Highlights
- The T-S diagram identifies four distinct water types in the Persian Gulf study area.
- Alkalinity loss equals 31 Mt. CaCO3 or 3.72 Mt. inorganic carbon deposited annually.
- A ΔOrgC:ΔCaCO3 ratio of 2.6:1 indicates higher photosynthesis over calcification.
- Dissolved inorganic carbon and total alkalinity, dominate the pCO2 distribution.
- 85 % of surface waters of the Persian Gulf acted as CO2 sinks in late summer.
Abstract
This study examines the carbonate chemistry of the Persian Gulf within the Iranian Exclusive Economic Zone, using datasets collected during the PGE2102 expedition in September 2021. The water column was stratified, with a warm, oxic upper layer (0–25 m: 33.2 °C, salinity 38.9 psu, O2 177 μmol/kg) and a cooler, low-oxygen deep layer (> 25 m: 24.4 °C, salinity 40.2 psu, O2 94.3 μmol/kg). Four water types were identified: Indian Ocean Surface Water (IOSW), Surface Persian Gulf Water (Surface-PG), Deep Persian Gulf Water (Deep-PG), and Northwest Persian Gulf Water (NW-PG). The lowest normalized alkalinity (NAT) was found in NW-PG (2427 ± 29 μmol/kg), suggesting alkalinity loss, while IOSW exhibited the highest NAT (2551 ± 9 μmol/kg). Deep-PG had lower NAT (2460 ± 18 μmol/kg) than surface waters, with surface NAT decreasing westward. Organic matter decomposition in Deep-PG resulted in the lowest pH (7.924 ± 0.030) and highest pCO2 (592.8 ± 47 μatm).
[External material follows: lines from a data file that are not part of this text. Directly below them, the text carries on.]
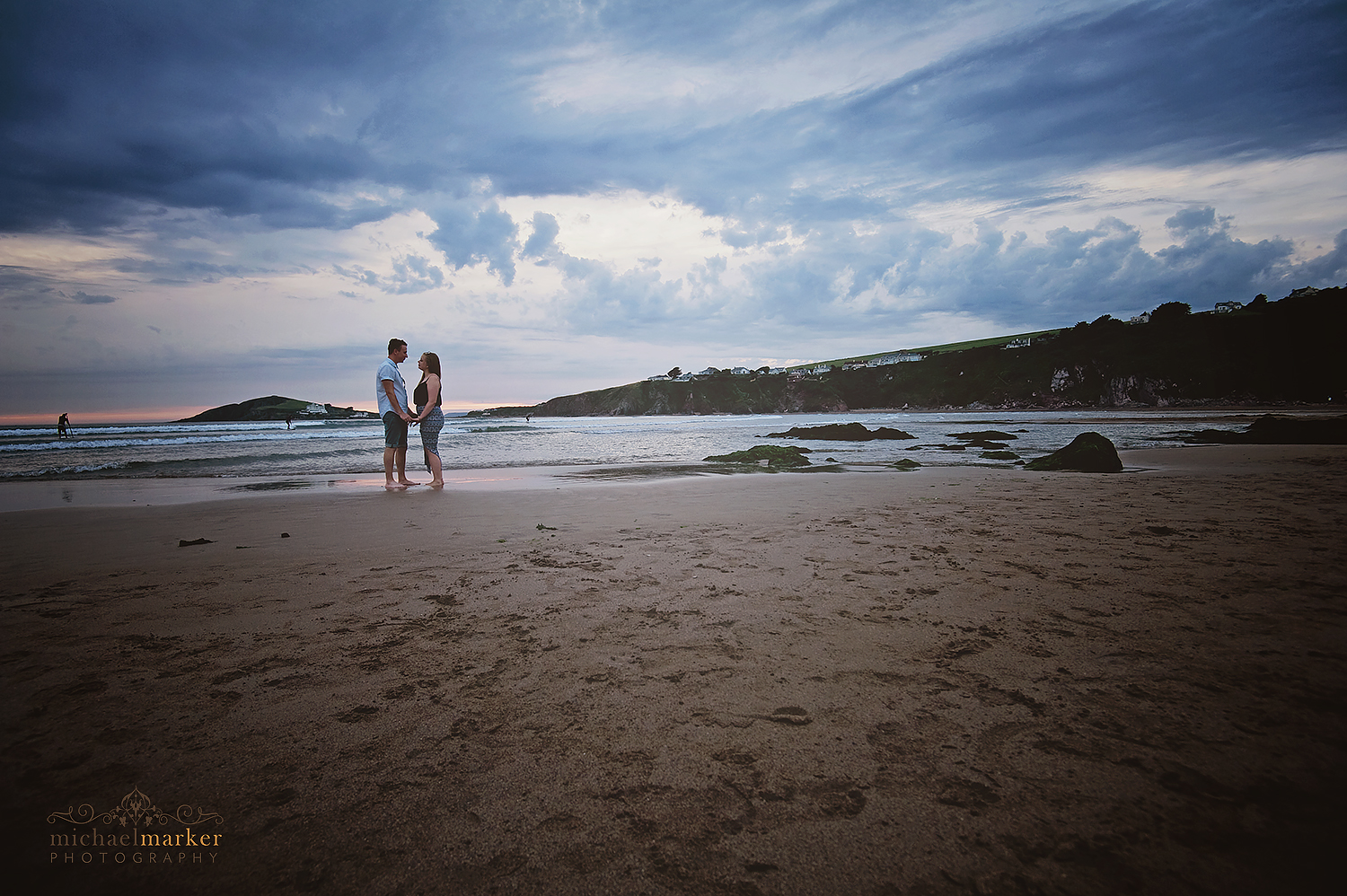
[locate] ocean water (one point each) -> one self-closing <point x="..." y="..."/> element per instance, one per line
<point x="345" y="448"/>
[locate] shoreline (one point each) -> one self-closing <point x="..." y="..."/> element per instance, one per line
<point x="961" y="680"/>
<point x="16" y="497"/>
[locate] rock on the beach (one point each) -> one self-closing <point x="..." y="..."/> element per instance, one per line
<point x="1272" y="428"/>
<point x="773" y="454"/>
<point x="1087" y="453"/>
<point x="983" y="435"/>
<point x="841" y="433"/>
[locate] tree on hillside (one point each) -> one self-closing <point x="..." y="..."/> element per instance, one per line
<point x="1171" y="312"/>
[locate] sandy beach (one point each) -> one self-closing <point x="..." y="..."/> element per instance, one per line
<point x="947" y="681"/>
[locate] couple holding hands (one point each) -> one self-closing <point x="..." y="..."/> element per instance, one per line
<point x="396" y="412"/>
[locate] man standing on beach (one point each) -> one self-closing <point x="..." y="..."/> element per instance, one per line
<point x="392" y="407"/>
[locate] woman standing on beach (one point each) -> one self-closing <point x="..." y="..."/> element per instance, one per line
<point x="428" y="399"/>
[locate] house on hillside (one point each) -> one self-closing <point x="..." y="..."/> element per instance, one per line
<point x="894" y="357"/>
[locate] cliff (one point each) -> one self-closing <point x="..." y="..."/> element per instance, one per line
<point x="1265" y="353"/>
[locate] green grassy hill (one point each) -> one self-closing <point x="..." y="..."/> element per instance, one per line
<point x="1266" y="353"/>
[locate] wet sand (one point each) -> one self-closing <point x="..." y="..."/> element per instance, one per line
<point x="950" y="681"/>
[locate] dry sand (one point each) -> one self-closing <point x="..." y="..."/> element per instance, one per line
<point x="948" y="681"/>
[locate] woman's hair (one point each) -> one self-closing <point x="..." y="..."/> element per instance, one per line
<point x="431" y="365"/>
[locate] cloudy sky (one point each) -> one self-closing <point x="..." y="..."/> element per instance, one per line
<point x="204" y="202"/>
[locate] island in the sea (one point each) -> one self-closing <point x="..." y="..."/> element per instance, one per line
<point x="277" y="407"/>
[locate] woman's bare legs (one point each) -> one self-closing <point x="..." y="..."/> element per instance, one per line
<point x="436" y="473"/>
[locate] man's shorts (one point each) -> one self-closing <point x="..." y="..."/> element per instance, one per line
<point x="395" y="430"/>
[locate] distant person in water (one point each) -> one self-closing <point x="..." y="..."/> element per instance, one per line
<point x="391" y="393"/>
<point x="428" y="399"/>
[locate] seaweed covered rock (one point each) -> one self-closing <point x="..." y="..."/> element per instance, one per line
<point x="1272" y="428"/>
<point x="1087" y="453"/>
<point x="841" y="433"/>
<point x="983" y="435"/>
<point x="773" y="454"/>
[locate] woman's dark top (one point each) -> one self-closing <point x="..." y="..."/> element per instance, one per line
<point x="422" y="393"/>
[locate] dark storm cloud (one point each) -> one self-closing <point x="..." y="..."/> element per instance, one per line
<point x="115" y="107"/>
<point x="328" y="113"/>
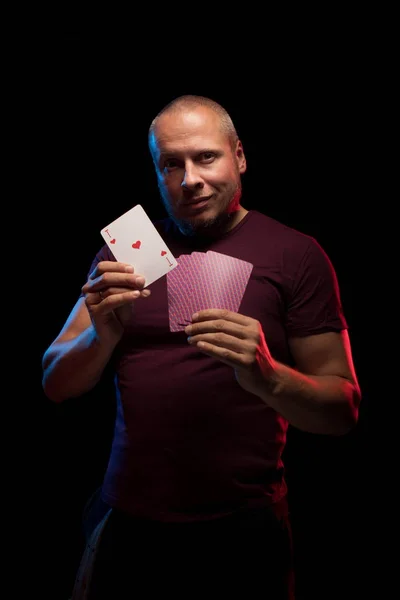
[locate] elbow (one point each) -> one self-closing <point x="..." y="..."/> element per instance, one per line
<point x="350" y="413"/>
<point x="52" y="392"/>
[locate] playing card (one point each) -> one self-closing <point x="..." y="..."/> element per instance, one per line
<point x="206" y="280"/>
<point x="226" y="278"/>
<point x="133" y="239"/>
<point x="179" y="295"/>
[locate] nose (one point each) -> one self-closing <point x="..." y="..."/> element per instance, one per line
<point x="192" y="179"/>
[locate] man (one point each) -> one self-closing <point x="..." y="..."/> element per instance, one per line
<point x="195" y="478"/>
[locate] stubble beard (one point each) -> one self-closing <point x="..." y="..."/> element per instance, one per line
<point x="193" y="227"/>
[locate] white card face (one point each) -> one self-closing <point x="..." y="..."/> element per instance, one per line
<point x="133" y="239"/>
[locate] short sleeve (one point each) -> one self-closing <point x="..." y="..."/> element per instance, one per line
<point x="314" y="305"/>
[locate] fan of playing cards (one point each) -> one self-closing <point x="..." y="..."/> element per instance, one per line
<point x="203" y="279"/>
Surface waters showed reduced dissolved inorganic carbon (DIC ~2047 μmol/kg) and undersaturated pCO2 (403.9 ± 69 μatm) due to photosynthesis. Hypoxic zones in western and central areas exhibited elevated DIC (up to 2305.6 μmol/kg) and the lowest pH (7.832), reflecting remineralization. Calcium carbonate precipitation contributed to significant alkalinity losses (66.2 μmol/kg), translating to 31 million tons of annual deposition. A ΔOrgC:ΔCaCO3 ratio of 2.6:1 in surface waters suggests higher photosynthetic activity relative to calcification. Despite localized pCO2 hotspots, 85 % of surface waters acted as CO2 sinks, highlighting unique carbonate dynamics shaped by stratification, biogeochemical processes and regional conditions.
Saleh A., Ershadifar H., Ghaemi M., Vaighan D. J. & Chen C. T. A., 2025. Carbonate chemistry and CO2 dynamics in the Persian Gulf. Marine Pollution Bulletin 214: 117804. doi: 10.1016/j.marpolbul.2025.117804. Article.